Cultivate new relationships. Partner up with other practices, as Eidus did, to share resources and cut costs. " ... By aggregating into a group practice we can share resources, we can share care coordinators, we now have a full-time psychiatric-nurse practitioner that rotates among the three practices, [and] we have a practice coach that helps to make sure that we are developing the best clinical practices and modeling that across the three sites," says Eidus.
Make your case. As soon as you begin to see improvement at your practice, don't hesitate to inquire about value-based payment opportunities. "What you're doing as a provider to the insurer, and ultimately to the government, is that you're in effect making a clinical and economic business case that says 'Look, you need to pay me more money because I do a better job and over time you will save money.

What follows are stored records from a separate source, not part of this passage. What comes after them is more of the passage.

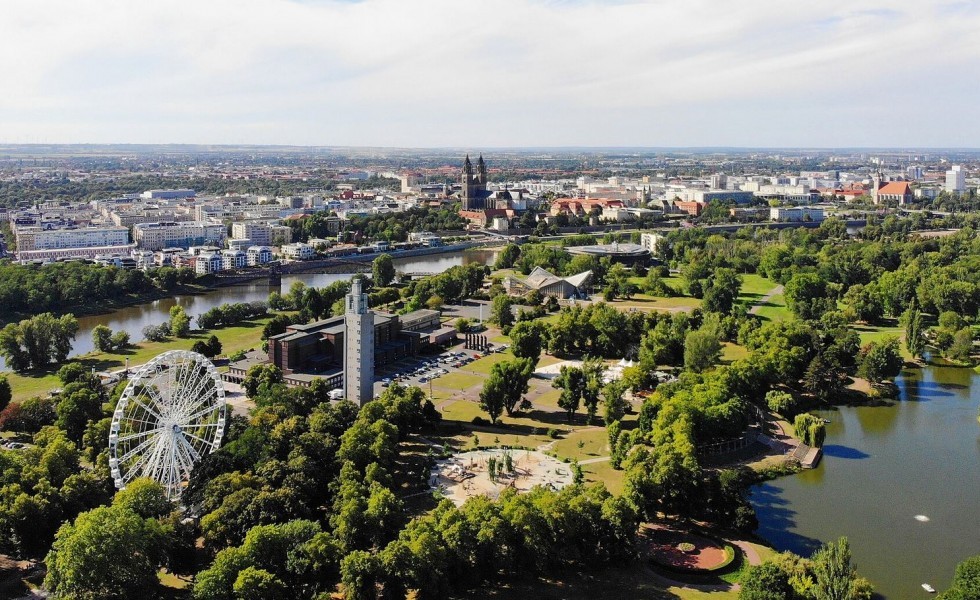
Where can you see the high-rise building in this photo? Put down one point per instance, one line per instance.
(955, 180)
(358, 347)
(474, 186)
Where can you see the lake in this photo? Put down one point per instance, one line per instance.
(882, 466)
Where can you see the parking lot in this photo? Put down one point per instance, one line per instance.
(421, 370)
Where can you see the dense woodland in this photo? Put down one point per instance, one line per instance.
(72, 285)
(306, 494)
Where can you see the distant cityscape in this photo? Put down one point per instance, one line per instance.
(210, 232)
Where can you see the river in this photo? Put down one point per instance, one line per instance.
(882, 467)
(134, 318)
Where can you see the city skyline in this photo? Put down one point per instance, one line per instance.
(511, 74)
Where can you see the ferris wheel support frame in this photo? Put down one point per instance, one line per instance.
(173, 417)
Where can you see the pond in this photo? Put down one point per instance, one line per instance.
(883, 466)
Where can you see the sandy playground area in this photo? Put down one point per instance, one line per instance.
(467, 474)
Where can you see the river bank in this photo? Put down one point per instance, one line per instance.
(133, 316)
(244, 336)
(886, 464)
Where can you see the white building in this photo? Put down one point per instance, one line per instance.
(258, 255)
(956, 180)
(39, 238)
(233, 259)
(358, 347)
(298, 251)
(207, 263)
(157, 236)
(167, 194)
(652, 241)
(262, 233)
(68, 253)
(796, 214)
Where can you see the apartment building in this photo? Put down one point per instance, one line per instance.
(262, 233)
(157, 236)
(796, 213)
(45, 238)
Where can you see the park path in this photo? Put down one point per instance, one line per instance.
(751, 556)
(765, 299)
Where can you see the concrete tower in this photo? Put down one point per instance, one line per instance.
(358, 347)
(474, 185)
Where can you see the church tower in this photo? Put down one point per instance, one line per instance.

I do a better job in relative terms, and I do a better job in absolute terms compared to the norms that are being expected of me,'" says Piper.
Four ways to make the most of fee-for-service
As fee-for-service reimbursement continues to fall, so does the likelihood you will have luck negotiating for higher rates from payers. "Even large practices aren't necessarily getting big increases in reimbursement rates," says Mary Witt, senior vice president of national healthcare management and consulting services company The Camden Group. As a result, for most practices it's smarter to make the most of the fee schedules given to you than to try to negotiate higher reimbursement rates. Here are some tips:
1. Brush up on coding and documentation. "I think, first off, practices aren't always paying as much attention as they need to ... their billing operations," says Anthony D'Eredita, senior vice president of physician management and consulting firm Southwind, a division of the Advisory Board Company. "They have to optimize their revenue cycle management." Practices also need to step up coding compliance, he says, noting that the Office of Inspector General is "emphasizing real attention to coding and compliance" this year. "Practices have to focus on generating a clean claim and gathering all of the necessary information that goes into that and ensuring that the claim is submitted cleanly the first time around," says D'Eredita.
2. Closely monitor payers. Pay attention to your payers to ensure you are getting paid right, says Jeff Wescott, who oversees the healthcare business consulting division at McKesson. Many practices just don't make the effort to analyze their reimbursement against their peers, he says, as well as to examine specific payers' rates on common codes and degree of hassle factor associated with getting paid at all.
3. Don't overlook helpful resources. Many practice management systems have a built-in feature allowing users to upload their fee schedules. "As payments are being posted, [such systems] will compare whether or not the payment is appropriate based on what you've entered as the expected payment," says Witt, noting that many practices fail to take advantage of this feature.
4. Make the most of preventive services. Step up patient reminders, says Witt, noting that missed preventive services are "missed opportunities right now under a fee-for-service environment."
Preparing for value-based reimbursement is challenging. Here are some tips:
• Assess your payer market to determine what opportunities are available;
• Determine quality and/or cost-related performance measures to begin monitoring and measuring (those related to preventive services, chronic disease management, and evidence-based guidelines are a good start);
• Set expectations and initiate improvement efforts;
• Approach payers about value-based reimbursement opportunities.